Ich werde bereits sauberer und strukturierter, als früher... Ich weiß, das der Code Aussieht als hätte jemand ihn ausgespuckt. Ich weiß auch, das mein Programmierer das umändern wird, damit er besser zurecht kommt(er macht sein BA) also gehe ich da schon aus, dass er dies richtig gelernt hat.


kneitzel hat gesagt.:


> - Unit Tests! Ja, sowas ist auch durchaus wichtig.


Was meinst du mit Uni Test? Ich teste das nur auf den echten Handys, da Emulatoren bei mir nie gehen.


kneitzel hat gesagt.:


> Statt das aber an so vorhandenen Applikationen zu schauen macht es vielleicht mehr Sinn, erst einmal im Detail zu schauen, was man bei developer.android.com an Guides so findet (Developer Guides, Quality Guidelines, ...)


Für ein erfahrenen Programmierer wie du oder Jw456 ist dies durchaus möglich, auch wenn ich das auf deutsch übersetzen lasse(auto), dann verstehe ich nicht die Verwendung.
Zum Beispiel versuche ich eine einfache ArrayList  hinzubekommen und scheitere daran, erstens gibt es keine Seiten, wo man das sehr gut lernt und zweitens wenn ich eine einfache Deutsche Seite gefunden habe, dann funktioniert der Code garnicht, weil er immer Rot aufleuchtet...


----------



## Jw456 (17. Sep 2021)

deine onCrateView und somit deine IsAppInstall wird nach dem Intent nicht durchlaufen.
Ist bei beiden  der Fall install oder desinstall.

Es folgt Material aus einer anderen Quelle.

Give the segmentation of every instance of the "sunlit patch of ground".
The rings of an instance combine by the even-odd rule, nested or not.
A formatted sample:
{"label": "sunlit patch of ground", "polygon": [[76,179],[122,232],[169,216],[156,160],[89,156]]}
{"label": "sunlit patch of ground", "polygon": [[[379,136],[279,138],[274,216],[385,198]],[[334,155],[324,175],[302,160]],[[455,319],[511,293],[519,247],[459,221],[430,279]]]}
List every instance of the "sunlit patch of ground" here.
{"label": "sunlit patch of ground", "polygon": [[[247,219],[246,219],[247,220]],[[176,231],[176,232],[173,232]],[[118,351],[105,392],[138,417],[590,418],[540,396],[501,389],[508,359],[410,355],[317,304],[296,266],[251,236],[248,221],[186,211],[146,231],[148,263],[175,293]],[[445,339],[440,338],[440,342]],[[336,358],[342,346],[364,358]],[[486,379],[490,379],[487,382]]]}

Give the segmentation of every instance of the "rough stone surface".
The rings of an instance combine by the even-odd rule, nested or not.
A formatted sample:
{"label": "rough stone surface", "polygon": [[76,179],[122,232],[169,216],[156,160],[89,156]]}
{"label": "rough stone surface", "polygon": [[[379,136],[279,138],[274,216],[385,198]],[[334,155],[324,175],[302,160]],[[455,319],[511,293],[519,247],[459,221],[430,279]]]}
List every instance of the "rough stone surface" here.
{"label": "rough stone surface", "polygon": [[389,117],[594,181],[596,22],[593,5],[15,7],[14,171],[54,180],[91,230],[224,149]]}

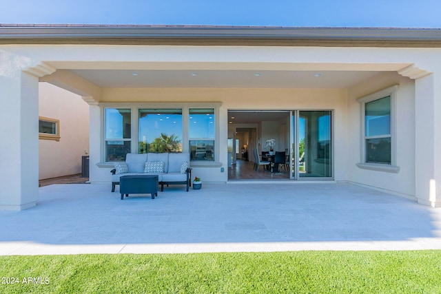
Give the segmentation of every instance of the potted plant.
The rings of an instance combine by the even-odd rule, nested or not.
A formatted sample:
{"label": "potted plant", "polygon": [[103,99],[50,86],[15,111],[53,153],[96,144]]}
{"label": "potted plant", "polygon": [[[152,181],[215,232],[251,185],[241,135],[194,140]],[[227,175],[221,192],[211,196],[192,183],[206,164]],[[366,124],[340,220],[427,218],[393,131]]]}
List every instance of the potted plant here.
{"label": "potted plant", "polygon": [[201,178],[194,177],[194,180],[193,180],[193,189],[195,190],[198,190],[202,187],[202,180]]}

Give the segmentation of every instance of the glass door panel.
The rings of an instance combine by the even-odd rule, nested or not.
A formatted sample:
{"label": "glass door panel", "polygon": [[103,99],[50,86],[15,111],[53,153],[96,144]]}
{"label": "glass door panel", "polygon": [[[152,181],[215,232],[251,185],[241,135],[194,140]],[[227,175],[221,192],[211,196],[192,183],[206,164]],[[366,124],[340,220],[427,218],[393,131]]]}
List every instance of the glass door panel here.
{"label": "glass door panel", "polygon": [[289,130],[289,171],[291,171],[289,174],[289,178],[291,180],[296,180],[297,179],[297,170],[298,167],[296,164],[295,158],[297,158],[297,149],[296,146],[297,145],[297,136],[298,129],[297,129],[297,111],[293,110],[291,112],[291,123],[290,130]]}
{"label": "glass door panel", "polygon": [[298,117],[299,176],[331,177],[331,112],[300,111]]}

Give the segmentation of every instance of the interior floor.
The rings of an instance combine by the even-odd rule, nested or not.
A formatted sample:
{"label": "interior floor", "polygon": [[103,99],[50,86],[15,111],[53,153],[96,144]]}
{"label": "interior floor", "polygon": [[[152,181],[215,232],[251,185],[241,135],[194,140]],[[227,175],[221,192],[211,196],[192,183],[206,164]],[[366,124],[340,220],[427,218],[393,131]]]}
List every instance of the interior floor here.
{"label": "interior floor", "polygon": [[258,170],[254,169],[254,162],[252,161],[238,159],[236,164],[228,168],[228,180],[256,180],[256,179],[283,179],[289,178],[289,172],[282,165],[279,166],[278,171],[271,172],[264,170],[265,166],[259,167]]}

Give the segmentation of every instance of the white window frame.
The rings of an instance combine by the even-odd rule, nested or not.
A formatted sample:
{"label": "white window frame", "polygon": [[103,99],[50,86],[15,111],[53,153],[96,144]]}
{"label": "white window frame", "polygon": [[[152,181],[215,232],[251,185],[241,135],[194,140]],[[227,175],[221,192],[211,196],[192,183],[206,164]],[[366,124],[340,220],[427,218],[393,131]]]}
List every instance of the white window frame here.
{"label": "white window frame", "polygon": [[[100,104],[101,114],[101,162],[99,165],[101,167],[108,167],[109,165],[114,164],[114,161],[107,161],[107,154],[105,150],[105,109],[106,108],[117,108],[117,109],[130,109],[132,113],[132,138],[131,139],[125,139],[125,140],[130,140],[131,142],[131,152],[138,153],[139,146],[139,112],[140,109],[182,109],[183,115],[183,143],[187,142],[187,144],[183,144],[183,152],[189,152],[189,138],[188,138],[188,116],[189,109],[190,108],[213,108],[214,109],[214,124],[215,124],[215,150],[220,150],[220,140],[219,140],[219,108],[222,105],[220,102],[183,102],[183,103],[104,103]],[[135,134],[134,136],[134,134]],[[222,165],[219,162],[219,152],[216,151],[214,154],[214,161],[196,161],[192,162],[192,167],[220,167]],[[112,165],[113,166],[113,165]]]}
{"label": "white window frame", "polygon": [[[107,109],[130,109],[130,123],[131,123],[131,129],[130,129],[130,138],[108,138],[105,137],[105,132],[106,132],[106,128],[107,126],[105,125],[105,120],[106,120],[106,114],[105,114],[105,110]],[[117,106],[104,106],[103,107],[103,111],[102,111],[102,117],[103,117],[103,129],[102,129],[102,136],[103,138],[103,146],[102,146],[102,152],[103,152],[103,158],[104,159],[103,161],[106,162],[116,162],[116,161],[107,161],[107,142],[112,142],[112,141],[123,141],[123,142],[130,142],[130,150],[131,152],[133,153],[133,109],[131,107],[125,107],[124,105],[117,105]]]}
{"label": "white window frame", "polygon": [[61,138],[60,137],[60,120],[55,118],[50,118],[44,116],[39,116],[39,124],[40,123],[40,120],[45,121],[50,123],[54,123],[56,134],[40,133],[39,132],[39,138],[41,140],[53,140],[59,142]]}
{"label": "white window frame", "polygon": [[[398,174],[400,167],[397,165],[397,143],[396,143],[396,96],[399,86],[393,85],[388,88],[373,93],[357,99],[360,104],[361,109],[361,130],[360,130],[360,162],[357,163],[357,166],[363,169],[369,169],[378,171],[385,171]],[[391,97],[391,163],[373,163],[366,162],[366,118],[365,107],[366,103],[376,100],[381,99],[387,96]],[[389,136],[388,136],[389,137]]]}

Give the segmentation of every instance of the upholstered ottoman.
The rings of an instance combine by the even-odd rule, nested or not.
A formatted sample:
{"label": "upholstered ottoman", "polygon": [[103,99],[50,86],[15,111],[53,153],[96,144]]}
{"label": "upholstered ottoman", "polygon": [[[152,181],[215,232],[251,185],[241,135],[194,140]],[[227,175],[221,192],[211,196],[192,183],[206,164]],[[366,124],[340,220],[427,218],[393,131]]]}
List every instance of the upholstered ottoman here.
{"label": "upholstered ottoman", "polygon": [[124,199],[124,194],[127,197],[129,194],[152,194],[152,199],[158,197],[157,175],[123,176],[119,178],[119,192],[121,193],[121,200]]}

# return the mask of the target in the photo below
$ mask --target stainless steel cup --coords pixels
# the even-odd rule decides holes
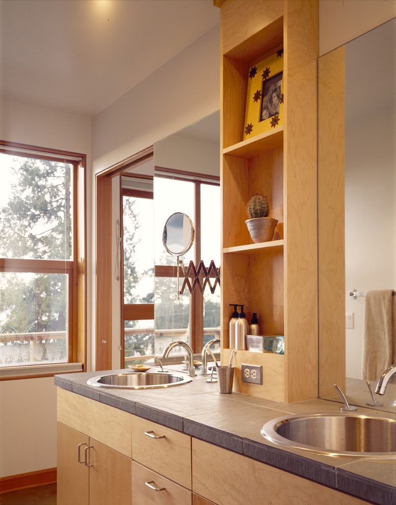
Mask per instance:
[[[223,365],[216,367],[220,393],[232,393],[235,367]]]

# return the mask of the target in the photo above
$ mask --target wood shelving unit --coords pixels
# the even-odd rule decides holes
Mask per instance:
[[[228,360],[229,304],[257,312],[262,333],[284,335],[285,353],[238,351],[234,390],[279,401],[317,394],[316,62],[318,3],[221,3],[222,255],[221,360]],[[243,140],[252,66],[284,51],[283,124]],[[302,97],[304,97],[304,99]],[[269,198],[279,222],[253,244],[245,206]],[[262,386],[242,383],[242,363],[261,365]]]

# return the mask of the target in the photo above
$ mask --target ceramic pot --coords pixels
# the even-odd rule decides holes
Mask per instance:
[[[256,217],[254,219],[247,219],[245,222],[255,243],[272,240],[278,224],[277,220],[271,217]]]

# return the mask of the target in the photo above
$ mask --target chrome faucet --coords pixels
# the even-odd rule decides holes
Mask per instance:
[[[171,342],[164,351],[162,358],[167,358],[170,351],[174,347],[177,347],[179,346],[184,347],[188,353],[188,375],[190,377],[194,377],[195,374],[195,370],[194,367],[194,355],[192,353],[192,349],[187,342],[183,342],[182,340],[175,340],[175,342]]]
[[[211,340],[209,340],[209,342],[207,342],[202,349],[201,359],[202,361],[202,373],[203,375],[209,375],[208,373],[208,355],[210,354],[213,356],[213,353],[210,350],[211,346],[213,345],[213,344],[217,343],[220,343],[220,339],[213,338]]]
[[[385,368],[376,386],[376,393],[377,394],[383,396],[389,380],[394,373],[396,373],[396,365],[389,365],[387,368]]]

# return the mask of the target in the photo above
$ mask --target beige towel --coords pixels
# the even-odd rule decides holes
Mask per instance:
[[[396,296],[390,289],[368,291],[364,300],[362,375],[378,381],[396,363]]]

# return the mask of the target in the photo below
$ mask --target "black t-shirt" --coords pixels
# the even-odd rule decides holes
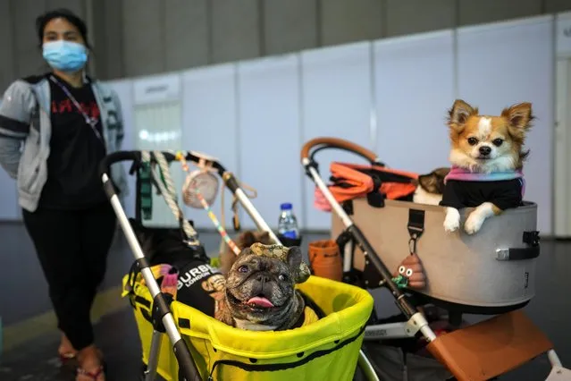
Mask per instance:
[[[522,205],[521,179],[497,182],[448,180],[440,205],[456,207],[475,207],[491,202],[501,210]]]
[[[48,80],[49,80],[49,75]],[[88,81],[73,88],[55,76],[76,99],[88,116],[97,121],[96,129],[103,137],[99,107]],[[98,165],[106,153],[105,143],[86,122],[73,100],[53,80],[51,89],[52,137],[47,159],[47,181],[40,206],[46,208],[77,209],[106,202],[98,176]]]

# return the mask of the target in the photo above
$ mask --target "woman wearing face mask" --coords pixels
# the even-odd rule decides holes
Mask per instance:
[[[19,204],[48,284],[62,331],[63,361],[75,359],[78,381],[103,381],[89,311],[115,231],[97,167],[120,149],[121,106],[114,92],[86,74],[85,23],[67,10],[37,19],[51,70],[15,80],[0,106],[0,165],[17,181]],[[112,168],[125,192],[122,167]]]

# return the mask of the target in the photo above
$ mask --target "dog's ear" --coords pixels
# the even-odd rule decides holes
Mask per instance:
[[[297,274],[301,265],[301,249],[292,246],[288,250],[288,265],[290,268]]]
[[[501,116],[508,119],[509,123],[509,134],[517,140],[523,140],[525,132],[531,128],[532,104],[529,102],[518,103],[510,107],[504,108]]]
[[[448,112],[448,125],[457,132],[461,132],[466,121],[472,115],[478,114],[478,108],[472,107],[462,99],[456,99],[452,108]]]

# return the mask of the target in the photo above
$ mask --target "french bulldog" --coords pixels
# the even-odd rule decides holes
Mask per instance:
[[[234,243],[240,250],[249,248],[256,242],[264,243],[265,245],[275,243],[270,237],[269,233],[256,230],[247,230],[234,240]],[[220,254],[220,270],[224,275],[228,275],[228,271],[230,271],[234,262],[236,262],[236,254],[230,246],[224,245],[224,250]]]
[[[228,273],[225,312],[219,319],[253,331],[290,329],[306,308],[295,286],[309,275],[298,247],[254,243],[242,250]]]

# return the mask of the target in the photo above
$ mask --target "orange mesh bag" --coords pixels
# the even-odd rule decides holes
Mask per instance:
[[[322,240],[309,242],[309,263],[315,276],[340,282],[343,264],[337,242]]]

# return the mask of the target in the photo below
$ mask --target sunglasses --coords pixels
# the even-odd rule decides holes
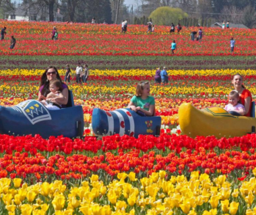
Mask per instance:
[[[57,73],[56,72],[48,72],[48,73],[46,73],[46,75],[56,75],[57,74]]]

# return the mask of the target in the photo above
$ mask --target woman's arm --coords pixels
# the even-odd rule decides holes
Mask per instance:
[[[56,101],[61,105],[66,105],[69,99],[69,91],[67,90],[67,88],[64,89],[61,93],[63,97],[58,97],[57,98],[51,99],[51,101],[53,102]]]
[[[245,99],[245,115],[247,115],[249,112],[249,110],[250,110],[251,101],[251,97],[247,97]]]
[[[137,107],[136,109],[138,110],[139,110],[140,111],[143,112],[146,116],[153,116],[154,111],[155,110],[155,105],[150,105],[148,111],[146,110],[145,109],[141,108],[141,107]]]
[[[137,112],[137,108],[135,107],[135,105],[134,105],[134,103],[132,102],[132,101],[130,101],[130,103],[129,103],[128,105],[128,108],[130,108],[131,110],[135,111],[135,112]]]

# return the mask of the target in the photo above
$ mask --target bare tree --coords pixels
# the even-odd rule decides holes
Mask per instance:
[[[79,0],[67,0],[67,11],[69,20],[74,22],[75,9]]]
[[[239,24],[243,20],[243,10],[236,6],[224,6],[220,15],[220,19],[229,21],[232,23]]]

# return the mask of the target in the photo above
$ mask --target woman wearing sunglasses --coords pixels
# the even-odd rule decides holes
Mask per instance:
[[[61,103],[61,108],[65,108],[69,98],[68,88],[64,83],[62,83],[58,71],[55,67],[50,67],[46,69],[42,75],[38,93],[38,100],[41,101],[45,99],[47,95],[51,93],[49,89],[51,83],[57,79],[59,80],[61,83],[62,88],[63,89],[62,91],[63,97],[51,98],[51,101]]]

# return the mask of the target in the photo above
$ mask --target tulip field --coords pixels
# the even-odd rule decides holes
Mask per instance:
[[[45,69],[56,66],[64,80],[69,64],[67,85],[82,105],[85,128],[83,138],[0,134],[0,214],[256,214],[256,134],[191,138],[178,116],[185,102],[224,108],[237,73],[255,100],[256,30],[203,28],[199,43],[190,40],[193,27],[170,35],[168,26],[147,34],[146,26],[128,25],[125,34],[119,25],[0,20],[1,26],[7,34],[0,42],[0,105],[37,99]],[[9,50],[11,35],[17,44]],[[86,83],[75,83],[77,62],[89,65]],[[163,66],[169,83],[154,83]],[[141,81],[150,82],[160,135],[95,136],[94,108],[126,108]]]

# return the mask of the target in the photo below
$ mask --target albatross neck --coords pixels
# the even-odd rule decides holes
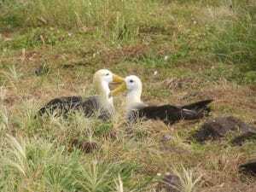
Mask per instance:
[[[109,96],[110,89],[108,82],[101,82],[98,86],[98,94],[102,107],[113,108],[113,97]]]
[[[129,92],[126,96],[127,108],[132,108],[137,103],[142,103],[141,94],[141,91],[138,90],[131,90]]]

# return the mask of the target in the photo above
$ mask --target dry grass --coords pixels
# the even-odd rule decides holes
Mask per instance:
[[[111,123],[79,113],[33,118],[51,98],[92,95],[92,73],[108,67],[140,76],[148,103],[213,98],[209,118],[234,115],[255,123],[253,1],[0,0],[1,5],[1,191],[153,192],[156,174],[180,165],[183,192],[255,190],[255,178],[237,173],[237,165],[255,156],[255,142],[188,143],[207,119],[131,127],[121,108],[124,96],[115,98]],[[48,69],[37,75],[40,67]],[[97,148],[84,154],[86,143]]]

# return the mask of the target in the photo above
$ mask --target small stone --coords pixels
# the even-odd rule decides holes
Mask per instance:
[[[179,186],[179,177],[171,172],[166,172],[162,181],[158,183],[156,187],[156,192],[179,192],[177,189]]]
[[[72,142],[72,145],[85,154],[92,153],[94,150],[99,148],[98,144],[95,142],[79,141],[78,139],[74,139]]]

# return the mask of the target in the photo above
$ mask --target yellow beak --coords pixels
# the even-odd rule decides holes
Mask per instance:
[[[123,78],[121,78],[120,76],[113,74],[113,83],[123,83],[123,82],[125,82],[125,79]]]
[[[127,90],[126,84],[125,82],[123,81],[123,83],[119,86],[118,86],[113,90],[111,90],[110,95],[114,96],[117,96],[119,93],[124,92],[126,90]]]

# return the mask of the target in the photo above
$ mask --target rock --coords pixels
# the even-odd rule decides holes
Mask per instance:
[[[179,192],[180,179],[177,175],[167,172],[156,186],[156,192]]]
[[[246,174],[256,177],[256,159],[248,160],[244,164],[241,164],[238,166],[239,172]]]
[[[168,141],[171,141],[172,139],[172,137],[171,135],[164,135],[162,137],[162,138],[160,139],[161,142],[165,143],[165,142],[168,142]]]
[[[85,154],[92,153],[94,150],[99,148],[98,144],[95,142],[79,141],[78,139],[74,139],[72,142],[72,145]]]
[[[207,140],[218,140],[226,136],[230,131],[240,133],[234,138],[233,143],[241,144],[247,137],[253,137],[256,128],[232,116],[218,117],[204,123],[191,137],[199,143],[203,143]]]

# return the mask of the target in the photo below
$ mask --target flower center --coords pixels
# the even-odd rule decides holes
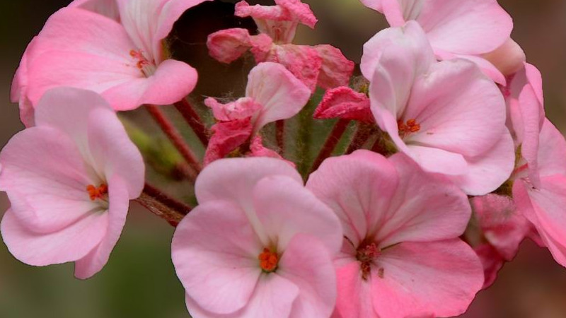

Tipp du brauchst ja nicht die Klicklistener  ein und auszuschalten sondern nur die sichtbarkeit der Button.


----------



## kneitzel (17. Sep 2021)

wer112 hat gesagt.:


> Was ist GPL?


Eine Lizenz - die Gnu Public License. Diese Lizenz regelt, was man darf oder eben nicht darf bzw. was man machen muss, wenn man Teile übernimmt.


wer112 hat gesagt.:


> Was meinst du mit Uni Test? Ich teste das nur auf den echten Handys, da Emulatoren bei mir nie gehen.


Unit Tests - das sind Tests die gewisse Funktionalitäten automatisch testen um sicher zu stellen, dass der Code das macht, was er soll.


----------



## Jw456 (17. Sep 2021)

Etwas zum Verständnis.
Die Listener die du auf die Button gesetzt hast sind auch noch aktiv, wenn du aus deiner in Kommentar gesetzten  Result Methode die IsAppIntall aufrufst.

Außer die onCrateView wird durchlaufen und somit das Layout neu geladen.

Wie ich sagte reicht es die Sichtbarkeit in der onResume zu setzen. Die Listener kannst du auch alle gleich setzen.
Ist ein Button unsichtbar  kann er auch nicht geklickt werden und den Listener auslösen.

Tipp schaue mein beispiel an.


----------